By Peter Whoriskey
Washington Post Staff Writer
Thursday, December 11, 2008
Google's professed corporate mission is "to organize the world's information."
But for years, the U.S. government, one of the world's largest depositories of data, has been unwilling or unable to make millions of its Web pages accessible.
"The vast majority of information is still not searchable or findable either because it's not published or it's on Web sites which the government has put up which no one can index," Google chief executive Eric Schmidt said during a recent presentation at the New America Foundation.
Now Schmidt has a unique opportunity to change that as an informal adviser to President-elect Barack Obama, a tech booster who dubbed his first Senate law "Google for government" because it aimed to make federal information more accessible.
Today, a wide array of public information remains largely invisible to the search engines, and therefore to the general public, because it is held in such a way that the Web search engines of Google, Yahoo and Microsoft can't find it and index it. Not surprisingly, Yahoo and Microsoft officials agree that people would be better served if more public information became accessible to their search engines.

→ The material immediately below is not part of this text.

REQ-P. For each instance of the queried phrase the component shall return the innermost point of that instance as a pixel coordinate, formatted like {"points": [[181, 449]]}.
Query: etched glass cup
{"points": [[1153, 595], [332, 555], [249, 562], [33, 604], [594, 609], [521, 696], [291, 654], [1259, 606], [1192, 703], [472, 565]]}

A person using one of the search engines, for example, can't find Environmental Protection Agency enforcement actions against a given company, can't discover the picture of a specific ancient Egyptian artifact at the Smithsonian and can't search by name for the details of a Vietnam War casualty.

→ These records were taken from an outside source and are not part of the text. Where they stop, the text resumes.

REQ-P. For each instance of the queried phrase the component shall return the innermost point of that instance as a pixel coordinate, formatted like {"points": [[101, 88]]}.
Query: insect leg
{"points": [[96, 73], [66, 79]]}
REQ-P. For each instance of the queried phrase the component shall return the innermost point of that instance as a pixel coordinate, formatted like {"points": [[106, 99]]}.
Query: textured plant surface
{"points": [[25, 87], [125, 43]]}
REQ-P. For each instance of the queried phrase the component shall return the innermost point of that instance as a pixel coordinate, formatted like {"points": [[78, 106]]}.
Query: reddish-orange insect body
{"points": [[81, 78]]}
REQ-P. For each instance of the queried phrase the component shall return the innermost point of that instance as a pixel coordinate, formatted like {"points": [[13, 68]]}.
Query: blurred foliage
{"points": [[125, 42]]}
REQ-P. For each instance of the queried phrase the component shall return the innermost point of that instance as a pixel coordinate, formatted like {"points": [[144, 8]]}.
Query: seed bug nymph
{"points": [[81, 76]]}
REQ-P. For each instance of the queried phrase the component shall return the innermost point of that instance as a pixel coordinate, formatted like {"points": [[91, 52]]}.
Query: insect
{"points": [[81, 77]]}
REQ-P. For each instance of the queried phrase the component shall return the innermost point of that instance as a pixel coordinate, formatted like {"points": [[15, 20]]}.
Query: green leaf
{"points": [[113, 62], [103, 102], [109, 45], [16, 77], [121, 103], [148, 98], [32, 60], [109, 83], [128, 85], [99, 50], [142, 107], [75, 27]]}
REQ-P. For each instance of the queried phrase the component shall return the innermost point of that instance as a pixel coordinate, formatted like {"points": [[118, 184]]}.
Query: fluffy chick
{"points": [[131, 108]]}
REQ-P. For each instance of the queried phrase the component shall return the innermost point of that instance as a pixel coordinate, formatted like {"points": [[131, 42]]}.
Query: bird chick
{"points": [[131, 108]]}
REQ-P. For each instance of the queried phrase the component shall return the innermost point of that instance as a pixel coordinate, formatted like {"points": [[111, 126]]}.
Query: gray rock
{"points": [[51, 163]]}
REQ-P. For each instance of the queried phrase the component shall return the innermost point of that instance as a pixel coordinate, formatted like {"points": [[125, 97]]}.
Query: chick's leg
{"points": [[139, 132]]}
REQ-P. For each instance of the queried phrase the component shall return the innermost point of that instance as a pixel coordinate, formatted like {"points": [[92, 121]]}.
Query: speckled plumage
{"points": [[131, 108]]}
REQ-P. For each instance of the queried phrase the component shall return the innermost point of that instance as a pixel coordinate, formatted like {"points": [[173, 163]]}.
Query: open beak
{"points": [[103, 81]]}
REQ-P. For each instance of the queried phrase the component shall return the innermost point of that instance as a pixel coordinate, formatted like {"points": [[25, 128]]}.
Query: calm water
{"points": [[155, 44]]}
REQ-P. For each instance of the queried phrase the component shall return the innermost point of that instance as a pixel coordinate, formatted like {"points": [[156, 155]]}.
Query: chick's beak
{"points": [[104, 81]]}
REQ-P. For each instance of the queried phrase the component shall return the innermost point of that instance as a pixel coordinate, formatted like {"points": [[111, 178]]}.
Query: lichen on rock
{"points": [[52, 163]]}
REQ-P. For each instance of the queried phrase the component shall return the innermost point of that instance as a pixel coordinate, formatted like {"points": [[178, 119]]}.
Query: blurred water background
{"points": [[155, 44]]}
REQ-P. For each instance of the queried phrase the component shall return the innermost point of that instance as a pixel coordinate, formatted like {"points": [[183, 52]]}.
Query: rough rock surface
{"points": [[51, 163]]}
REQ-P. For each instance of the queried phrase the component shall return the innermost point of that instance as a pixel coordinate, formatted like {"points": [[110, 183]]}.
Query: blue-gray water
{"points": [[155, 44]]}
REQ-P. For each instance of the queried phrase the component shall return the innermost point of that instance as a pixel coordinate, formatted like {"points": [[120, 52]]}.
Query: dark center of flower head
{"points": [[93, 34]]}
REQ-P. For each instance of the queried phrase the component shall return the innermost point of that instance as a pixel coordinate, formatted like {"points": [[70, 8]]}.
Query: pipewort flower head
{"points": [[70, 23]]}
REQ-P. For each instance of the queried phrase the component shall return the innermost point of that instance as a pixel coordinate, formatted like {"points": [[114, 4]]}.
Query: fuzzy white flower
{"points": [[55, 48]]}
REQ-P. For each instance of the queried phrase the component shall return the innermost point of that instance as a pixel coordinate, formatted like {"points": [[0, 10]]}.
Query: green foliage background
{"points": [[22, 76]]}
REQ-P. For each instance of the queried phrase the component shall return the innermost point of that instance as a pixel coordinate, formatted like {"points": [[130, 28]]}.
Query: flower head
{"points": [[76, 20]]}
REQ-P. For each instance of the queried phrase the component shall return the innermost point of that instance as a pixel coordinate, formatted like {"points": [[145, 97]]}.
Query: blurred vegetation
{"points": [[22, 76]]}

And for many Web users, if an online item can't be found with a Web search engine, then for all practical purposes it doesn't exist.
"Unfortunately, too much of the public information provided on government Web sites just doesn't show up when the average American does a Google search," said J.L. Needham, Google's manager of public-sector content partnerships. "As a result, information that is intended for the public's use is effectively invisible."
To be sure, much of the information that the search engines are asking for is already digitized and available on the Web. EPA enforcement actions can be found through a portal on the agency's site, details on Egyptian artifacts can be found through a search of the National Museum of Natural History and details of a Vietnam War casualty may be found by searching the National Archives site.
The trouble, as the search engines see it, is that most Web users have become accustomed to finding information by typing queries into one of the engines -- and if they don't find it there, they give up.
Needham estimates that 1,000 federal government Web sites are inaccessible to search engine "crawlers," the programs that are run to discover what information is available on the Web.
Much of the inaccessibility stems from the fact that so much federal government data, while public, can be accessed only after users fill out an online form. The search engines' crawlers generally can't look into such databases.
For example, Google notes that a user seeking details on an Environmental Protection Agency enforcement action against Anheuser-Busch can't be found by entering a simple search query such as "EPA enforcement Anheuser-Busch." Instead, a person needs to know to go to a particular EPA enforcement Web site and enter "Anheuser-Busch."
To make those databases visible to search engines would require the federal government to make each item into a Web page and then to provide a list of those Web page addresses to the search engines.
Microsoft is working with more than 25 federal agencies to make their Web sites "crawlable" by search engines.
"I do agree with Google," said Molly O'Neill, chief information officer of the EPA, which has more than 200 Web sites. "When people search, they should be able to find the data."
But information technology officials in the federal bureaucracy said that the transition may require significant manpower and that the costs could be large.
"We have been working very closely with Google," said Francisco Camacho of the Web services division of the Smithsonian. "With limited resources as always, it's a little bit hard."
The National Archives expects that its entire database containing descriptions of its holdings will be available to Google by January, said Pamela Wright, a program manager for the National Archives and Records Administration. The EPA has made some sites accessible, too, and the Smithsonian has sent Google the links for 78,000 pages, Camacho said.
Some federal officials have grumbled, however, that Google is making this push purely for financial reasons: The more that is available to search engines, the more people will use search engines, letting Google show advertising to more people.
"The more information is available, the more people are likely to use Google," said Danny Sullivan, editor in chief of http://SearchEngineLand.com. "It does help Google in the end."
But Needham said the company's motive in the federal Web site effort isn't the money; it's making sure customers find what they want.
"We don't care because there is monetization value," Needham said. "It's because if we fail to answer a question, then our users are disappointed with us, not their government."